Kiara mencatat, keberadaan HGB, HGU, SHM maupun perizinan lainnya yang diberikan Kementerian ATR/BPN, Kementerian Investasi maupun Kementerian Kelautan dan Perikanan kepada perorangan maupun korporasi merupakan bentuk nyata dari hidupnya kembali HP3 atau neo-HP3. Kepemilikan hak individu maupun korporasi adalah neo-HP3 dan merupakan bentuk privatisasi laut atau saat ini disebut sebagai perampasan ruang laut (ocean grabbing).
Hal tersebut terdapat dalam Pasal 1 angka 18, Pasal 16, Pasal 17, Pasal 18, Pasal 18, Pasal 19, Pasal 20, Pasal 21, Pasal 22, Pasal 23 ayat (4) dan ayat (5), Pasal 50, Pasal 51, Pasal 60 ayat (1), Pasal 71 serta Pasal 75 UU No. 27 Tahun 2007 yang dibatalkan MK karena bertentangan dengan UUD 1945.

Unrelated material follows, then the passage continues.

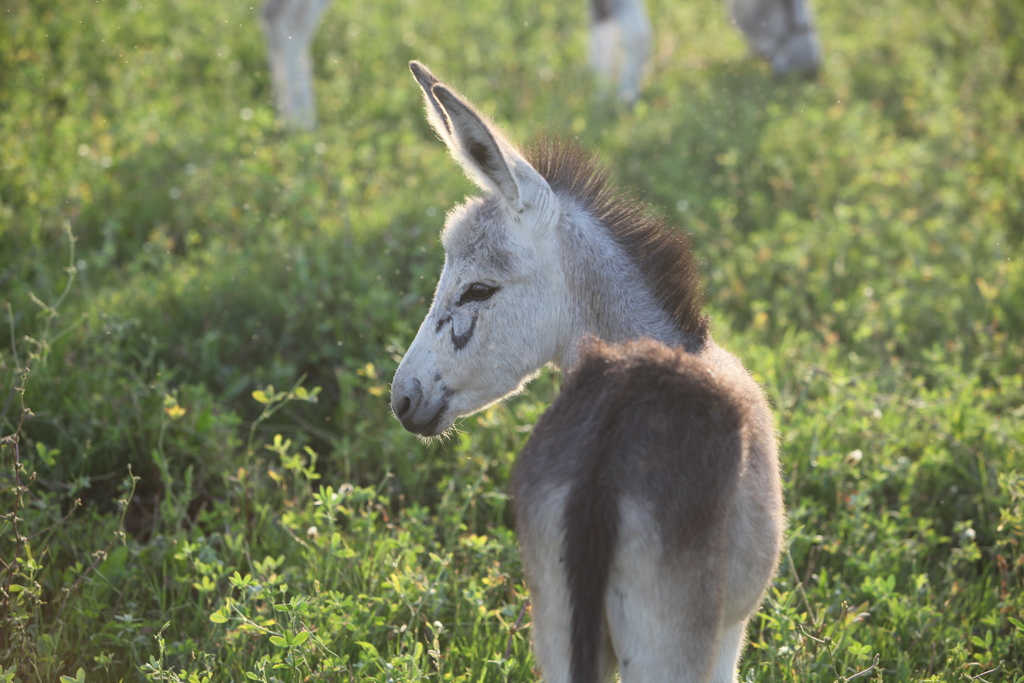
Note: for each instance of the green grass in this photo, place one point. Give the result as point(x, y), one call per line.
point(861, 240)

Kiara menyebutkan, bahwa atas pembatalan HP3, maka sumber daya pesisir, laut dan pulau-pulau kecil tidak boleh diprivatisasi, baik perorangan maupun kelompok/korporasi. Kemudian, pemberian hak kepemilikan maupun HP3 di laut oleh pemerintah kepada pihak swasta adalah inkonstitusional dan bertentangan dengan UUD 1945 khususnya Pasal 33 ayat (4) UUD 1945, dan melanggar prinsip demokrasi ekonomi.
Tak hanya itu, pemberian hak kepemilikan maupun HP3 mengakibatkan wilayah perairan pesisir, laut dan pulau-pulau kecil menjadi wilayah HP3 yang dikuasai oleh pemilik modal besar. Pemberian hak kepemilikan maupun HP3 juga menyebabkan privatisasi laut yang berdampak pada pengusiran/marginalisasi nelayan kecil dan tradisional yang memanfaatkan laut sebagai ruang hidupnya.
Seperti anggapan KPA, Kiara juga menilai Menteri ATR/BPN telah melampaui kewenangannya untuk menerbitkan hak kepemilikan, berupa HGB dan SHM, di atas laut. Susan meminta pelaku maupun pihak terkait lainnya, baik atasannya maupun Menteri ATR/BPN yang diduga terlibat penerbitan HGB dan SHM harus ditindak tegas dan transparan, sehingga peristiwa hukum ini tidak terulang di masa depan.
“Hal ini adalah tindak pidana penyalahgunaan kewenangan dalam penerbitan hak atas tanah di laut,” ujarnya.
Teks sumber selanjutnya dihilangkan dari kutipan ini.